A theme analysis of The Great Gatsby.
Humans have gradually become the most superficial species on Earth, concerned with how they appear to each other as much as they are concerned with their own survival. Everyone has at one point tried to cover up their own reality and replace it with something they want to appear as. F. Scott Fitzgerald writes plainly about this human characteristic in his novel The Great Gatsby from the Jazz Age. In it, he discusses the theme of appearance vs. reality using the relationships between Jay Gatsby and his guests, between Tom Buchanan and his wife Daisy and his mistress Myrtle Wilson, and also through Gatsby’s library of unread books.
Education is one of society’s most respected qualities, and during the 20th century, one of the best ways to display this was by showing how well read one is. The best way of displaying this is a library, and many people would purchase fake, cheap, cardboard books in order to appear like they own a wide variety of novels. Gatsby, on the other hand, has the money to buy legitimate books, and therefore buys enough to fill an entire room in his house. During one of Gatsby’s massive parties, Nick and Jordan stumble upon this room, along with a drunk man who is amazed at the collection of literature. The drunk man, or Owl-Eyes, as he is referred to throughout the rest of the novel, is stunned at the sight of the books, exclaiming “Absolutely real-have pages and everything. I thought they’d be a nice durable cardboard. Matter of fact, they’re absolutely real. Pages and- Here! Lemme show you” (Fitzgerald 45), at which point he grabs one from the bookcases to show to Jordan and Nick. As the trio inspects the book, Owl-Eyes points out “Knew when to stop, too-didn’t cut the pages” (Fitzgerald 46), meaning that the books had never actually been read. This leads to the theme of appearance vs. reality, depicted through Gatsby owning a large amount of books to appear well read, but in reality he has not read any of them. This is Fitzgerald’s first visible example of how society cares much more about how they appear to others than being honest about themselves.

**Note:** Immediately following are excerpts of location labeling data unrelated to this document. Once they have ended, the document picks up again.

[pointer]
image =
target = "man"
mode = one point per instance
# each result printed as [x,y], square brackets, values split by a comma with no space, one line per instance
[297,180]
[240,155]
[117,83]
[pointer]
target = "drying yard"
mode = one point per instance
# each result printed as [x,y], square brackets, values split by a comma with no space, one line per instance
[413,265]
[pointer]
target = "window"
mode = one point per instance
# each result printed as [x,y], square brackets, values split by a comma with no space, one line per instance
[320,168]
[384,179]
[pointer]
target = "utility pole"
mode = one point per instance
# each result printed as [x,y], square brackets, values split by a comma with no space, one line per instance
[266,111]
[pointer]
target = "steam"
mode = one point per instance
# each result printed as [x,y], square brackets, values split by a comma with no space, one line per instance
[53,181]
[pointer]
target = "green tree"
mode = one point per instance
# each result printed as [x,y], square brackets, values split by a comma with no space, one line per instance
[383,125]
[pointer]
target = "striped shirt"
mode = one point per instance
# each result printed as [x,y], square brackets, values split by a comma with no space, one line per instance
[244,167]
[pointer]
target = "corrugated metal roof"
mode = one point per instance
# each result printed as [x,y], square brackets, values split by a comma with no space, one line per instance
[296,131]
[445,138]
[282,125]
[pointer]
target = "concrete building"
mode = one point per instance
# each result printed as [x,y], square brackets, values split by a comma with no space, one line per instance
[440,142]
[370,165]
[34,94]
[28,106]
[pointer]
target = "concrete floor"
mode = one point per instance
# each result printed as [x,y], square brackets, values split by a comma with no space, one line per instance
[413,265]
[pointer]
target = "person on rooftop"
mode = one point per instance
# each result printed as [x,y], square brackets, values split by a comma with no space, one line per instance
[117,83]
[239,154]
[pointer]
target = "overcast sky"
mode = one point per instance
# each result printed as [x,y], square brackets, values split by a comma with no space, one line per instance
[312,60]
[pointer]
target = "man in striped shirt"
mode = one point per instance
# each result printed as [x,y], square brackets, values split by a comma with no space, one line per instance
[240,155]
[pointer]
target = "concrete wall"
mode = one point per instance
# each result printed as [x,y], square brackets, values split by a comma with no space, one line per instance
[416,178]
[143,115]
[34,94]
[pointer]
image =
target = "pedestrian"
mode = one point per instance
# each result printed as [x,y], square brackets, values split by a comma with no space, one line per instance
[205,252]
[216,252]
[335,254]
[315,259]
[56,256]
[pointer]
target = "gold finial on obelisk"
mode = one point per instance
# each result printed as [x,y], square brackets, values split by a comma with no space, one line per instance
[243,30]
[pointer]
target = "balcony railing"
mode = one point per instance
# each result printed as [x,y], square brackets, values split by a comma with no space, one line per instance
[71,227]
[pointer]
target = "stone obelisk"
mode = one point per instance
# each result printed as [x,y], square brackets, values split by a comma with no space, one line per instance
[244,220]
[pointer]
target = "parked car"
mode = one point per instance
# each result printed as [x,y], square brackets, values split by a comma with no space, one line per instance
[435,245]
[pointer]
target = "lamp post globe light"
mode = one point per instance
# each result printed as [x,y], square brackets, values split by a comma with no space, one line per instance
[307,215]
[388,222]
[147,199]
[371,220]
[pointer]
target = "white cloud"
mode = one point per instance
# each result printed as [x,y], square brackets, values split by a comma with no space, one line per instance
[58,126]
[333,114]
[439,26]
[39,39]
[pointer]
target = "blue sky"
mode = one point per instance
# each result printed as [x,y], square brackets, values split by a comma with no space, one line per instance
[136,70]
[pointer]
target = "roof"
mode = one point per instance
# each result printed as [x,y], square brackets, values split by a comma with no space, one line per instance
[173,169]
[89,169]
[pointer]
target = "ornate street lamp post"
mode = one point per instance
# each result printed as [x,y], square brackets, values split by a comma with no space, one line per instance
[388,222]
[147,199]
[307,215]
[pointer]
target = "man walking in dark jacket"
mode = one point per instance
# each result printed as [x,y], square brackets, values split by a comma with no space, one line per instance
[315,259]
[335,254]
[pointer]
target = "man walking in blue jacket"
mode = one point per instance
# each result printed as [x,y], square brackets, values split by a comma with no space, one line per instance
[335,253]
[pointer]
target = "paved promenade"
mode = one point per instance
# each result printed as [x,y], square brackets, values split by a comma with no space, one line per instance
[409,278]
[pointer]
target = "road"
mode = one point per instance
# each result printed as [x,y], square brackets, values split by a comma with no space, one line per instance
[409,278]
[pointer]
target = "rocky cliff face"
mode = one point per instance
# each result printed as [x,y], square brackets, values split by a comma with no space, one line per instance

Relationships between characters represent the second method that Fitzgerald uses to communicate the theme of appearance vs. reality, the primary instance being between Tom Buchanan and his wife Daisy and also between him and his mistress Myrtle Wilson. Tom is torn between the two values of love and commitment, and cannot provide both at the same time. After falling for Daisy, the two of them seem to be in a perfect relationship of commitment and love. Contrary to appearance, Tom is also seeing another woman, Myrtle, who he also believes he loves. Throughout the story, Daisy and Tom grow apart due to Tom’s inability to commit himself entirely to Daisy and to be satisfied with what he has. Despite the infighting, they are able to make it seem like they are a perfect couple, and Tom hides his affair with Myrtle quite well. Underneath an apparently perfect relationship lies a man who cannot commit himself to his wife, and in reality loves another woman.
Gatsby has the largest parties in all of West Egg, he holds them every weekend, and everyone in the city shows up to the gatherings. Everyone at the party appears to generally accept Gatsby as a good friend, and that is exactly where the deceit lies. Gatsby uses his parties in order to make it seem like everyone in the entire city is his friend. This guise works quite well up until George Wilson kills Gatsby, at which point the reality becomes clear, and Gatsby’s true social life is revealed. Nick attempts to get people to come, including discussion with Gatsby’s own father and also his old friend Klipspringer. Klipspringer, although at first making it seem like he will attend the funeral, slowly gets around to saying “What I called up about was a pair of shoes I left there. I wonder if it’d be too much trouble to have the butler send them on. You see, they’re tennis shoes, and I’m sort of helpless without them” (Fitzgerald 169), at which point Nick hangs up in disgust. After fruitless attempts at recruiting funeral attendees, very few people show up at Gatsby’s funeral. Not even Daisy, his claimed lover and possible wife, attends his funeral, nor so much as takes notice of his death. Gatsby originally appears to be close friends with everyone, but after his death it is clear that he was close with almost no one.
Superficiality has become the most prominent flaw in the human character and everyone cares about how they look to other people. Because of this, many people go to extreme ends to appear as if they are greater than they truly are. Fitzgerald depicts this blatantly through Tom’s relationships with Daisy and Myrtle, though Gatsby’s relationship with his guests, and through Gatsby’s real but unread books. Through these mediums, the superficiality of the human race is exposed, and it is easy to see how it can affect a person’s life.